The MFA exhibition is the first museum show ever devoted to the subject of Degas’s career-long engagement with the naked human form. Organized by the MFA’s outgoing chairman of the Art of Europe, George Shackelford, along with the Musee d’Orsay’s Xavier Rey, it contains 160 works, more than a third of them lent by the Paris museum (where the show will open in March).
From the 1870s until about 10 years before his death in 1917, Degas knocked out one magnificently drawn, gauchely posed female nude after another. Only the means and the materials changed - charcoal, pastel, paint, monotype, lithograph, clay, pastel on monotype, and so on.

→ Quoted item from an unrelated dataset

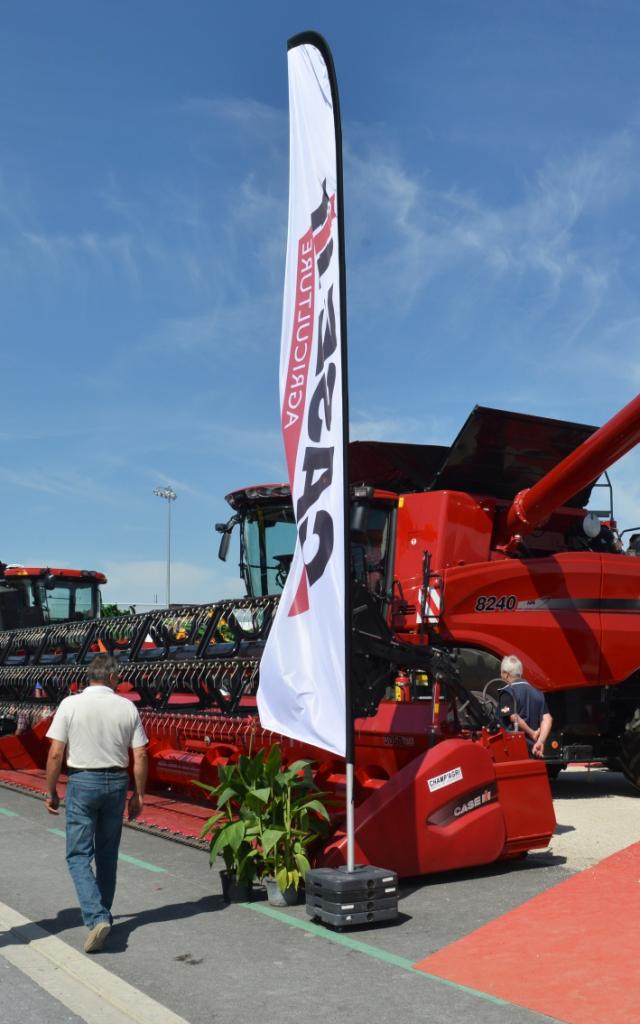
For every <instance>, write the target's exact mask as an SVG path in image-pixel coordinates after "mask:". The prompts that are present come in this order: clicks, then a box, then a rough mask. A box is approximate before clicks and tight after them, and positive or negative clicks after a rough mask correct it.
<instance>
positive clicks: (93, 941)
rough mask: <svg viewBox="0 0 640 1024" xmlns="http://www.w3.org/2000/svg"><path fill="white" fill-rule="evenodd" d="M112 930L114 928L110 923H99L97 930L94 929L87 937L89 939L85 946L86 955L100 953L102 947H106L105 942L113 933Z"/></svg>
mask: <svg viewBox="0 0 640 1024" xmlns="http://www.w3.org/2000/svg"><path fill="white" fill-rule="evenodd" d="M111 930H112V927H111V925H110V924H109V922H108V921H100V922H98V924H97V925H96V926H95V928H92V929H91V931H90V932H89V934H88V935H87V939H86V942H85V944H84V951H85V953H97V952H99V951H100V949H101V948H102V946H103V945H104V940H105V938H106V936H108V935H109V933H110V932H111Z"/></svg>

These now look like some of the greatest nudes in the history of Western art. Picking up on cultural currents that were gaining momentum in the mid-19th century, Degas aggressively stripped away centuries of idealization, sentimentality, and pomposity to reveal the female form as it was.
There was, however, an obsessiveness about the endeavor that can be disconcerting. You sense pride in Degas’s refusal to prettify, and relish in the way he continually contrived the most awkward-looking poses for his models. Right from the beginning, people described them as brutal, cruel, animalistic.

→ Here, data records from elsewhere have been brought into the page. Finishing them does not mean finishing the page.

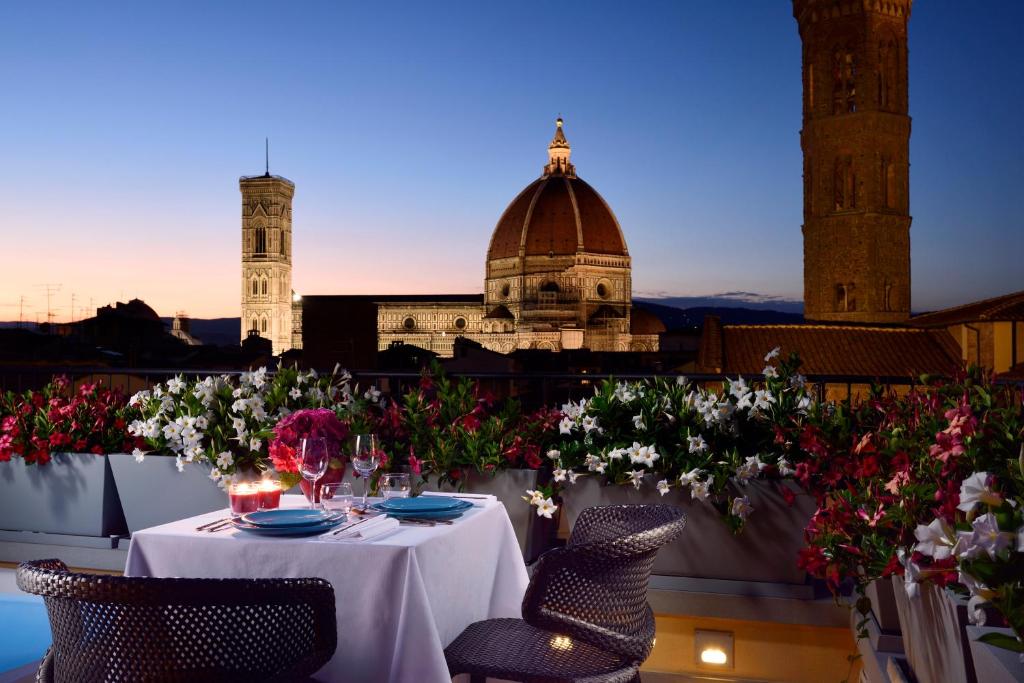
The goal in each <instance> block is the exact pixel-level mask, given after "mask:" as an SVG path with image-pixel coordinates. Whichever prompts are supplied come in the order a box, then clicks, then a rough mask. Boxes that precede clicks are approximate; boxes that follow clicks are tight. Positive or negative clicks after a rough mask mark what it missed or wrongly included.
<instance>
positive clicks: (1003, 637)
mask: <svg viewBox="0 0 1024 683" xmlns="http://www.w3.org/2000/svg"><path fill="white" fill-rule="evenodd" d="M978 642H979V643H987V644H989V645H992V646H993V647H999V648H1002V649H1005V650H1010V651H1012V652H1024V643H1022V642H1021V641H1019V640H1017V639H1016V638H1015V637H1013V636H1009V635H1007V634H1005V633H986V634H985V635H983V636H981V637H980V638H978Z"/></svg>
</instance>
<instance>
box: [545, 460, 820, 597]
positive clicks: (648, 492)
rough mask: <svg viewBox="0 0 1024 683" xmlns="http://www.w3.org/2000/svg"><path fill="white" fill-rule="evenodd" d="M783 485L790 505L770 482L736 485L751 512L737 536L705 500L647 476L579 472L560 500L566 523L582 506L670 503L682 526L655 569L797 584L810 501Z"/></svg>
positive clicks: (664, 574) (732, 577) (813, 513)
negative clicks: (692, 500)
mask: <svg viewBox="0 0 1024 683" xmlns="http://www.w3.org/2000/svg"><path fill="white" fill-rule="evenodd" d="M784 485H788V486H790V487H791V489H792V490H794V492H795V493H796V494H797V500H796V501H795V502H794V504H793V507H790V506H787V505H786V503H785V501H784V500H783V499H782V497H781V496H780V495H779V494H778V492H777V490H775V487H774V486H775V484H774V482H767V481H752V482H750V483H749V484H748V485H746V486H742V493H743V495H745V496H749V497H750V499H751V505H752V506H753V507H754V512H753V514H751V516H750V518H749V519H748V520H746V526H745V528H744V529H743V531H742V532H740V533H739V535H738V536H735V535H733V533H732V531H731V530H730V529H729V527H728V526H727V525H726V523H725V521H724V520H723V519H722V517H721V515H720V514H719V512H718V510H716V509H715V508H714V507H712V505H711V504H710V503H701V502H700V501H692V500H690V495H689V493H686V492H681V490H679V489H673V490H671V492H669V494H668V495H666V496H662V495H659V494H658V493H657V490H656V489H655V488H654V482H653V480H652V479H651V477H647V478H646V479H645V480H644V483H643V485H642V486H641V487H640V489H639V490H637V489H636V488H634V487H633V486H631V485H625V486H621V485H604V484H603V477H601V476H583V477H580V479H579V480H578V481H577V482H575V483H574V484H571V485H568V486H566V487H565V488H563V489H562V506H563V512H564V513H565V515H567V517H568V523H569V525H570V526H571V525H572V524H575V520H577V518H579V516H580V513H581V512H583V510H584V509H585V508H590V507H593V506H597V505H636V504H657V503H665V504H669V505H676V506H679V507H680V508H682V509H683V510H684V511H685V512H686V527H685V528H684V529H683V533H682V535H681V536H680V537H679V539H678V540H677V541H675V542H673V543H672V544H670V545H668V546H666V547H664V548H662V550H660V551H658V553H657V558H656V559H655V560H654V573H655V574H659V575H674V577H689V578H700V579H722V580H729V581H743V582H764V583H774V584H797V585H800V584H804V583H805V581H806V572H804V571H803V570H801V569H800V568H798V567H797V556H798V553H799V551H800V549H801V548H803V547H804V528H805V527H806V526H807V524H808V522H809V521H810V519H811V515H812V514H814V510H815V506H814V501H813V500H812V499H811V497H810V496H807V495H806V494H805V493H804V492H802V490H801V489H800V488H799V487H797V486H796V485H795V484H793V483H792V482H784Z"/></svg>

But Degas’s almost machine-like detachment is in constant tension with a sustained engagement that is sensual, marveling, and tactile. The effect, aesthetically, is a hot and cold dynamic unlike anything else in art.

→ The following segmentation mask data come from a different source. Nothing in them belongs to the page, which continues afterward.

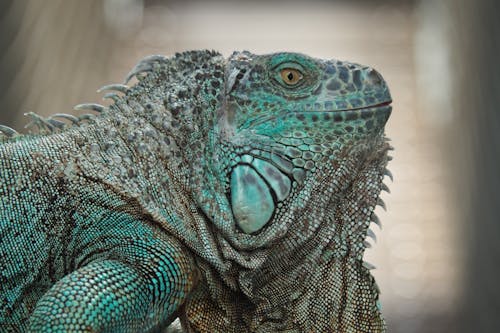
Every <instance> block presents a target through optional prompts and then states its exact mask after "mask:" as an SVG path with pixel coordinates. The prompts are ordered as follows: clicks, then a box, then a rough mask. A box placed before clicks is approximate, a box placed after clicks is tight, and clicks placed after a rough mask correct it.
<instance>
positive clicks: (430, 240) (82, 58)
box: [0, 0, 500, 332]
mask: <svg viewBox="0 0 500 333" xmlns="http://www.w3.org/2000/svg"><path fill="white" fill-rule="evenodd" d="M497 3H498V2H497ZM499 13H500V5H499V4H496V3H495V1H493V0H491V1H488V0H485V1H467V0H442V1H438V0H436V1H431V0H420V1H417V0H415V1H412V0H407V1H382V0H379V1H376V0H371V1H272V2H271V1H257V0H253V1H241V2H240V1H201V0H199V1H187V0H185V1H158V0H157V1H154V0H86V1H79V0H45V1H38V0H15V1H6V0H3V1H0V29H1V30H0V77H1V79H0V123H2V124H5V125H8V126H11V127H14V128H16V129H22V127H23V126H24V125H25V124H26V123H27V119H25V117H23V114H24V113H26V112H29V111H35V112H37V113H40V114H43V115H49V114H52V113H58V112H72V111H71V110H72V107H73V105H75V104H78V103H82V102H100V98H101V97H100V96H99V95H97V94H96V92H95V91H96V89H97V88H98V87H100V86H102V85H104V84H108V83H115V82H121V81H122V80H123V79H124V77H125V75H126V73H127V72H128V70H130V69H131V68H132V67H133V66H134V64H135V63H136V62H137V61H138V60H139V59H141V58H142V57H143V56H145V55H149V54H165V55H170V54H172V53H174V52H178V51H183V50H189V49H204V48H208V49H215V50H219V51H220V52H222V53H223V54H224V55H226V56H227V55H229V54H230V53H231V52H232V51H233V50H243V49H247V50H250V51H252V52H254V53H266V52H275V51H285V50H287V51H298V52H302V53H306V54H308V55H311V56H315V57H320V58H337V59H340V60H349V61H352V62H358V63H362V64H366V65H370V66H372V67H375V68H376V69H377V70H378V71H380V72H381V73H382V74H383V75H384V77H385V78H386V80H387V81H388V83H389V86H390V87H391V91H392V95H393V98H394V109H393V115H392V117H391V119H390V121H389V123H388V127H387V134H388V136H389V137H391V138H392V142H393V145H394V147H395V151H394V152H393V156H394V160H393V161H392V162H391V164H390V169H391V171H392V173H393V174H394V183H393V184H389V186H390V188H391V192H392V193H391V194H389V195H387V194H383V199H384V201H385V202H386V204H387V207H388V210H387V212H384V211H383V210H379V211H378V215H379V217H380V219H381V220H382V222H383V225H384V228H383V230H382V231H377V236H378V244H376V245H375V246H374V248H372V249H370V250H368V251H367V253H366V260H367V261H369V262H371V263H373V264H375V265H376V266H377V267H378V269H377V270H375V271H373V274H374V275H375V277H376V279H377V281H378V284H379V285H380V288H381V290H382V295H381V301H382V306H383V308H384V310H383V311H384V315H385V317H386V319H387V322H388V326H389V332H500V319H499V317H500V274H499V273H500V267H499V266H500V262H499V258H500V256H499V254H500V240H499V238H500V217H499V213H498V212H497V210H496V208H497V207H500V200H499V198H500V191H499V188H500V177H499V173H500V163H499V161H500V115H499V112H497V109H499V107H498V106H499V105H500V70H499V68H500V67H499V65H498V61H499V60H500V54H499V49H500V19H499V18H498V15H499Z"/></svg>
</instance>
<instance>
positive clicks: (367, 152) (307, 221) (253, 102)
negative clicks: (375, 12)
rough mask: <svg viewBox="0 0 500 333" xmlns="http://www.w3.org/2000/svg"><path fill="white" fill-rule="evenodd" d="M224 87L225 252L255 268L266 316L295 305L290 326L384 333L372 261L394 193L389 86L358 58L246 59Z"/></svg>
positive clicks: (218, 159) (290, 317)
mask: <svg viewBox="0 0 500 333" xmlns="http://www.w3.org/2000/svg"><path fill="white" fill-rule="evenodd" d="M224 86H225V93H224V97H223V101H222V103H221V105H220V106H219V122H218V126H217V128H218V129H219V134H220V137H221V138H222V139H221V142H220V143H219V145H218V147H219V149H218V152H219V153H218V154H216V160H217V164H220V165H222V169H221V172H220V173H221V174H222V177H221V178H222V180H223V182H224V181H225V190H226V194H227V202H229V205H230V207H231V211H232V221H233V222H234V225H233V226H232V228H228V227H227V226H228V223H227V222H228V221H227V219H226V220H224V221H222V220H221V221H219V222H217V220H216V219H215V220H214V225H215V226H216V227H217V228H218V229H219V231H220V232H221V234H222V235H223V238H225V239H226V241H225V242H222V243H221V244H222V246H221V249H222V252H223V253H224V255H225V256H226V257H227V258H231V259H232V260H233V261H236V262H238V263H239V264H240V265H241V266H243V267H244V268H248V269H249V270H246V269H243V270H242V271H240V272H239V277H238V281H239V282H238V283H239V288H240V289H241V290H242V291H243V292H244V293H245V294H246V295H247V296H248V297H249V298H250V299H253V300H262V302H260V301H256V302H257V303H258V306H257V309H259V310H258V311H257V312H258V313H260V314H259V316H260V318H261V319H259V320H261V323H265V322H266V321H268V320H269V321H273V320H276V317H275V316H276V311H278V312H279V310H277V309H279V306H280V305H279V304H287V305H286V309H287V310H286V313H288V315H289V317H287V318H288V319H286V318H284V317H283V318H282V319H280V320H279V321H282V322H288V324H286V325H295V324H291V323H292V322H293V323H299V322H302V323H303V324H301V325H299V326H300V327H301V329H305V328H311V327H314V329H315V330H314V331H318V332H320V331H321V332H327V331H328V332H330V331H331V332H347V331H349V332H350V331H357V332H381V331H383V330H384V322H383V319H382V317H381V315H380V311H379V306H378V288H377V287H376V284H375V282H374V280H373V278H372V277H371V275H370V273H369V271H368V268H369V265H367V264H365V263H363V260H362V257H363V252H364V249H365V247H366V244H367V243H366V242H365V238H366V236H367V233H368V227H369V225H370V222H371V221H372V220H375V219H376V216H375V215H374V213H373V211H374V208H375V206H376V204H377V202H379V201H378V196H379V193H380V190H381V189H382V188H383V187H384V186H385V185H383V184H382V178H383V177H384V172H385V165H386V163H387V160H388V157H387V154H386V152H387V150H388V149H389V146H388V144H387V142H386V139H385V137H384V126H385V123H386V121H387V119H388V118H389V115H390V113H391V106H390V103H391V96H390V93H389V90H388V87H387V85H386V83H385V81H384V80H383V79H382V77H381V76H380V74H379V73H377V72H376V71H375V70H374V69H372V68H369V67H366V66H361V65H357V64H353V63H348V62H342V61H335V60H318V59H314V58H310V57H307V56H304V55H302V54H296V53H277V54H271V55H262V56H259V55H253V54H251V53H248V52H242V53H234V54H233V55H232V56H231V57H230V58H229V60H228V61H227V64H226V68H225V80H224ZM229 244H230V245H229ZM229 249H231V250H229ZM233 249H236V251H235V250H233ZM277 291H280V292H277ZM292 291H293V292H292ZM287 292H288V294H286V295H285V294H282V293H287ZM264 300H265V301H264ZM306 308H307V309H308V310H307V311H303V309H306ZM284 311H285V310H284ZM254 315H255V314H254ZM316 315H317V316H318V317H317V318H320V319H321V320H314V319H312V318H314V317H315V316H316ZM278 317H279V316H278ZM270 318H273V319H272V320H271V319H270ZM306 323H309V324H306ZM260 325H261V326H262V327H266V329H267V330H269V331H278V329H277V327H278V326H276V324H275V323H274V324H273V323H271V322H269V323H268V324H260ZM265 325H270V326H265ZM286 325H285V326H283V327H288V326H286Z"/></svg>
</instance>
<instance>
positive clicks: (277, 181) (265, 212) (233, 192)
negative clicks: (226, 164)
mask: <svg viewBox="0 0 500 333" xmlns="http://www.w3.org/2000/svg"><path fill="white" fill-rule="evenodd" d="M291 187H292V186H291V181H290V178H289V177H288V176H287V175H285V174H283V173H282V172H281V171H280V170H279V169H278V168H276V167H275V166H274V165H272V164H271V163H268V162H266V161H264V160H261V159H258V158H253V157H252V156H250V155H244V156H242V158H241V163H240V164H237V165H236V166H235V167H234V168H233V170H232V172H231V206H232V209H233V214H234V217H235V218H236V224H237V225H238V227H239V228H240V229H241V230H243V232H245V233H247V234H251V233H254V232H257V231H259V230H260V229H262V228H263V227H264V226H265V225H266V224H267V223H268V222H269V221H270V219H271V218H272V216H273V214H274V210H275V208H276V204H277V202H281V201H283V200H285V199H286V198H287V197H288V195H289V194H290V189H291Z"/></svg>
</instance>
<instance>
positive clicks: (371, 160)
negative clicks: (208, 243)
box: [238, 137, 389, 332]
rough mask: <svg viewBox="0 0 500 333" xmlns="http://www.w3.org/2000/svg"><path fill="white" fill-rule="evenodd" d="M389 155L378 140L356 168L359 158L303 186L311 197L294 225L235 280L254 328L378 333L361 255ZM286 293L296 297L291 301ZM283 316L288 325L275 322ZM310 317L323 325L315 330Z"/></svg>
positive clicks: (362, 253) (315, 326) (376, 297)
mask: <svg viewBox="0 0 500 333" xmlns="http://www.w3.org/2000/svg"><path fill="white" fill-rule="evenodd" d="M388 148H389V146H388V144H387V143H386V142H385V140H384V139H383V138H382V137H379V139H378V140H377V142H376V144H375V146H374V147H373V150H372V151H370V152H369V153H368V154H366V156H365V157H364V158H362V160H364V163H362V164H360V165H359V167H356V164H355V161H358V162H359V159H358V158H359V156H356V157H354V156H353V155H351V157H352V158H346V159H345V160H340V161H339V163H338V164H337V165H336V168H335V170H332V171H328V170H321V174H324V175H325V176H324V178H322V179H316V180H315V182H314V184H313V183H311V184H305V186H306V187H307V186H310V189H311V191H314V193H315V195H314V196H311V197H309V201H308V203H307V205H306V206H304V207H303V208H302V209H301V211H297V212H296V216H297V218H296V221H295V223H294V224H293V226H291V227H290V228H289V229H288V231H287V234H286V235H285V236H284V237H283V238H282V239H281V240H280V242H279V243H278V244H273V251H272V252H271V253H269V254H268V257H267V260H266V261H265V262H264V263H263V264H262V266H261V267H260V268H259V269H258V270H243V271H241V272H240V276H239V278H238V281H239V284H240V288H241V291H242V292H243V293H244V294H245V295H246V296H247V297H248V298H249V300H250V302H251V303H253V304H254V306H255V307H254V311H255V313H253V314H252V315H254V316H256V317H257V318H260V320H261V323H260V324H259V325H262V322H266V321H273V322H274V323H275V322H276V321H277V319H278V321H282V322H283V325H284V327H286V325H289V324H290V322H293V321H295V322H302V323H308V324H307V325H305V324H304V326H303V327H315V328H316V330H317V331H318V332H320V331H321V332H327V331H328V332H330V331H335V332H337V331H338V332H344V331H345V332H348V331H362V332H380V331H381V330H382V328H383V325H384V324H383V319H382V317H381V315H380V309H379V308H378V287H377V286H376V284H375V281H374V279H373V277H372V276H371V274H370V273H369V270H368V269H367V267H365V264H364V262H363V253H364V250H365V245H364V241H365V238H366V235H367V230H368V227H369V225H370V222H371V220H372V218H373V210H374V209H375V206H376V204H377V198H378V195H379V193H380V190H381V187H382V178H383V177H384V171H385V165H386V163H387V154H386V152H387V150H388ZM360 153H362V152H360ZM351 161H352V163H351ZM332 177H336V178H337V179H343V181H338V182H335V183H338V184H342V187H338V188H335V187H332V184H333V182H332V179H331V178H332ZM348 178H349V181H346V180H347V179H348ZM344 184H345V185H344ZM325 202H328V204H325ZM279 290H282V291H283V295H282V294H280V293H277V291H279ZM290 290H296V292H295V293H291V294H290V293H288V291H290ZM285 293H286V295H285ZM360 299H362V300H363V302H359V300H360ZM361 303H362V304H361ZM304 307H305V308H308V311H305V312H304V311H303V309H304ZM354 307H356V308H354ZM284 309H287V311H284ZM287 312H288V313H289V317H288V318H279V314H280V313H281V314H284V313H287ZM313 314H314V315H313ZM277 316H278V318H276V317H277ZM316 316H317V317H320V318H329V321H328V322H314V318H316ZM251 317H252V316H248V318H251ZM254 318H255V317H254ZM286 323H288V324H286ZM273 325H274V324H273ZM275 327H276V326H273V328H274V329H275Z"/></svg>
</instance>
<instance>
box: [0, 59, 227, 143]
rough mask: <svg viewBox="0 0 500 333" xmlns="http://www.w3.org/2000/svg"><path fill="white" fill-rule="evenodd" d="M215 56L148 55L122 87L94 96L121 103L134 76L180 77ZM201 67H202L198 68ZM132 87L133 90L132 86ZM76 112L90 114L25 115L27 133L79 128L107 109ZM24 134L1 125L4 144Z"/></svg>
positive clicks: (38, 132)
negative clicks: (187, 69) (156, 71)
mask: <svg viewBox="0 0 500 333" xmlns="http://www.w3.org/2000/svg"><path fill="white" fill-rule="evenodd" d="M215 56H220V54H219V53H218V52H216V51H213V50H212V51H209V50H205V51H187V52H183V53H176V54H175V56H173V57H167V56H163V55H151V56H147V57H145V58H143V59H142V60H140V61H139V62H138V63H137V65H136V66H135V67H134V68H133V69H132V70H131V71H130V72H129V73H128V74H127V76H126V78H125V84H119V83H116V84H108V85H104V86H102V87H101V88H99V89H98V90H97V93H102V92H106V93H105V94H104V96H103V99H110V100H111V101H112V103H113V104H115V103H117V102H119V101H120V99H121V98H122V96H124V95H126V94H127V93H128V92H129V91H130V90H131V87H129V86H128V85H126V83H128V82H129V81H130V80H131V79H132V78H133V77H136V78H137V80H138V81H139V82H141V81H143V80H144V78H145V77H147V75H148V74H150V73H151V72H153V71H154V70H155V69H156V70H159V71H169V72H170V73H171V74H172V73H173V72H178V73H179V75H182V74H183V73H182V71H183V70H184V71H185V70H187V69H195V68H197V67H198V66H203V65H204V64H205V66H206V64H208V63H209V59H210V58H213V57H215ZM200 68H201V67H200ZM172 79H174V80H175V79H178V76H177V75H172ZM132 88H134V87H132ZM74 109H75V110H78V111H83V110H88V111H92V112H93V113H86V114H81V115H70V114H65V113H56V114H53V115H50V116H48V117H44V116H42V115H39V114H37V113H35V112H27V113H25V116H27V117H28V118H29V119H30V122H29V123H28V124H27V125H26V126H25V128H26V129H28V130H29V133H30V134H35V135H36V134H38V135H46V134H52V133H57V132H61V131H64V130H66V129H68V128H71V127H74V126H80V125H82V124H83V123H87V122H92V121H93V120H94V119H95V117H97V116H99V114H101V113H104V112H105V111H108V110H109V107H106V106H104V105H101V104H97V103H83V104H78V105H76V106H75V107H74ZM22 136H23V134H21V133H19V132H18V131H16V130H14V129H12V128H10V127H8V126H5V125H1V124H0V142H6V141H9V140H11V139H13V138H18V137H22Z"/></svg>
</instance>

Degas was the oldest of five children (three others died in infancy). His mother, worn out by child-bearing, died when he was 13. He was a lifelong bachelor who said he wanted to be “illustrious and unknown.’’
He had, according to biographer Roy McMullen, “an ironic intelligence and veiled morosity.’’ Unlike his friend and rival, Édouard Manet, who adored women (just as they seemed to adore him), Degas’s relationships with women were difficult to characterize.